Koei is Housei's mentor and later instructs Taitou in the dual disciplines of Soukihō: Gaiden (focused on weaponry) and Naiden (devoted to physical enhancement). A profoundly erudite scholar, she meets her end in a clash with Shimei, who refers to her by the honorific Chisenkyū (智泉玖), hinting at their shared history. Their connection runs deeper; prior to inhabiting his current form, Shimei once possessed a female host under whom Koei studied, and had previously attempted to kill her during that time.

==Media==
===Manga===
Authored by Huang Jin Zhou (a unit composed of Hiromu Arakawa, Genco, and Studio Flag), and illustrated by Arakawa, Hero Tales was serialized in Square Enix's Gangan Powered from October 21, 2006, to February 21, 2009. It was later transferred to Monthly Shōnen Gangan, where it ran from May 12, 2009, to August 12, 2010. Square Enix collected its chapters in five tankōbon volumes, released from August 11, 2007, to November 22, 2010.

In North America, the manga was licensed for English release by Yen Press. The five volumes were released from October 27, 2009, to October 25, 2011. It was also serialized in Yen Plus, starting in the February 2009 issue.

====Volumes====

| No. | Original release date | Original ISBN | English release date | English ISBN |
| 1 | August 11, 2007 | 978-4-7575-2065-3 | October 27, 2009 | 978-0-7595-3116-1 |
| 01. Hagun Roars (破軍吼ゆる); 02. It Rains (雨降りて..., Ame Ori Te...); 03. Night of Falling Stars (星の降る夜, Hoshi no Furu Yoru); |
| 2 | January 22, 2008 | 978-4-7575-2208-4 | February 23, 2010 | 978-0-7595-3117-8 |
| 04. Wolf's Shadow (狼の影, Ōkami no Kage); 05. Ephemeral (うたかた, Utakata); 06. Starry Night (そこにある闇, Sokoniaru Yami); 07. Planning Mischief... (蠢動せし..., Shundō Seshi...); |
| 3 | September 22, 2008 | 978-4-7575-2325-8 | June 15, 2010 | 978-0-316-08501-4 |
| 08. Jaw of the Wolf (月狼の贄, Tsuki Ōkami no Ago); 09. Jaw's Night (贄の夜, Nie no Yoru); 10. Separated People (うしなわれしものたち, Ushinawa Reshimono Tachi); 11. Black Dragon (黒き龍, Kuroki Ryū); |
| 4 | June 22, 2009 | 978-4-7575-2581-8 | October 26, 2010 | 978-0-316-08502-1 |
| 12. [untitled]; 13. People Made Anew (新たなる者, Arata Naru Mono); 14. Falling Feathers (散ル羽根落布, Chiru Hane Rakufu); 15. Arika (在処); |
| 5 | November 22, 2010 | 978-4-7575-3055-3 | October 25, 2011 | 978-0-316-17819-8 |
| 16. "The Source of a Whirl" (根源の渦, Kongen no Uzu); 17. Tagatameno (誰がための。。。); 18. "Precious Feelings" (尊き思い, Tattoki Omoi); 19. "The Time of the Reunion" (サイカイの刻, Saikai no Toki); 20. Kanawanu Negai Todokanu Omoi (叶わぬ願い 届かぬ思い); 21. "The Final Battle" (演武の果て, Enbu no Hate); |

===Anime===
A 26-episode anime television series, produced by Studio Flag, directed by Osamu Sekita, with character designs by Hiromu Arakawa, titled Jūshin Enbu: Hero Tales (獣神演武 -HERO TALES-), was broadcast on TV Tokyo from October 8, 2007, to March 31, 2008. The first opening theme is "Winterlong" by Beat Crusaders and the first ending theme is "Kakegae no nai Hito e" (かけがえのない人へ) by Mai Hoshimura. The second opening and ending themes are "Flashback" (フラッシュバック, Furasshubakku) and "Komorebi no Uta" (木漏レビノ歌), respectively, both performed by High and Mighty Color.
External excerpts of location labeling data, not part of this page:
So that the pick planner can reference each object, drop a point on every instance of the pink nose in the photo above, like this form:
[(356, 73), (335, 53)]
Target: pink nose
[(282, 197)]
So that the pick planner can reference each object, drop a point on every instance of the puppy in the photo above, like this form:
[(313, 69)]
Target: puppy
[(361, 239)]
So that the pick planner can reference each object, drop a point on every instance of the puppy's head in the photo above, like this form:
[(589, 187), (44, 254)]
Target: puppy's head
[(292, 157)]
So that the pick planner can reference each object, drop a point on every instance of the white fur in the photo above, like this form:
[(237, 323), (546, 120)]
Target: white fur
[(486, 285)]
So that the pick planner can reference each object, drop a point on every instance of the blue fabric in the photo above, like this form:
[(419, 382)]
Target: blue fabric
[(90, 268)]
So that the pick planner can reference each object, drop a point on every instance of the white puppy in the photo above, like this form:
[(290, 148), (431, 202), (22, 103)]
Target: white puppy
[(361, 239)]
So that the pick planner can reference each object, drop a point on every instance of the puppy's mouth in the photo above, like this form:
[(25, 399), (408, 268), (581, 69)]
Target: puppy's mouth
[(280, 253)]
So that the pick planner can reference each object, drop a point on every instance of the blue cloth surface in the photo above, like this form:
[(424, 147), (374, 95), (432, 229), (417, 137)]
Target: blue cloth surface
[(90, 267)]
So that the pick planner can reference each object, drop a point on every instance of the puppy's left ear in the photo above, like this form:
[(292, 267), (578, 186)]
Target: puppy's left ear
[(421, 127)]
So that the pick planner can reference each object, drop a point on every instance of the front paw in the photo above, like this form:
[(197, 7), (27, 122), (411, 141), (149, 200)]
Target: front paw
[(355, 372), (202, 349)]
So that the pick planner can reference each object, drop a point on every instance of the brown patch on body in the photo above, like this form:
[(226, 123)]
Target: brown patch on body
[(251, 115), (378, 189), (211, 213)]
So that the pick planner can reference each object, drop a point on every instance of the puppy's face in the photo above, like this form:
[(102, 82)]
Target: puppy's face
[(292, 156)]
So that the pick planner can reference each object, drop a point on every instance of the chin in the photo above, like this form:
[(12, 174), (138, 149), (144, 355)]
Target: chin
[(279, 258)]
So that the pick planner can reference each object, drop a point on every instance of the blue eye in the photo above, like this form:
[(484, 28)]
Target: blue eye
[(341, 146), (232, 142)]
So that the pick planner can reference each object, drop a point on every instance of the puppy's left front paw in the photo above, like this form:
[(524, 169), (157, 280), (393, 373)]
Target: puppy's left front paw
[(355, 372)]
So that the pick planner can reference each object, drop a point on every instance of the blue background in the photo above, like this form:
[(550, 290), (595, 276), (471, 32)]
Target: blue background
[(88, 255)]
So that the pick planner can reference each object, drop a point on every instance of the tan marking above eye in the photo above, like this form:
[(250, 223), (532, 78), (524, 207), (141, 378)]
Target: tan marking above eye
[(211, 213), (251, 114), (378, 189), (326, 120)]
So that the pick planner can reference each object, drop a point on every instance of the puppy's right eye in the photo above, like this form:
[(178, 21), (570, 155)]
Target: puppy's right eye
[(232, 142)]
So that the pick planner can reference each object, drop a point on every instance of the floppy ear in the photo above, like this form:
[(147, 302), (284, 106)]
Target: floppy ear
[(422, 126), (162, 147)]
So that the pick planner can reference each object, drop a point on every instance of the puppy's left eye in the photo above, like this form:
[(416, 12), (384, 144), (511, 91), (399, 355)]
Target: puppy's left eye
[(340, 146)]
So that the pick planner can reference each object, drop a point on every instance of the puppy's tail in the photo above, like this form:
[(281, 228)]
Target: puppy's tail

In North America, Funimation announced that they had licensed the series in January 2010. The series premiered on Funimation Channel on May 17, 2011. The series was added to Crunchyroll's catalog in September 2017.

===Video game===
A game called Juushin Embu DS was developed by ThinkArts and released for the Nintendo DS by D3 Publisher on November 22, 2007.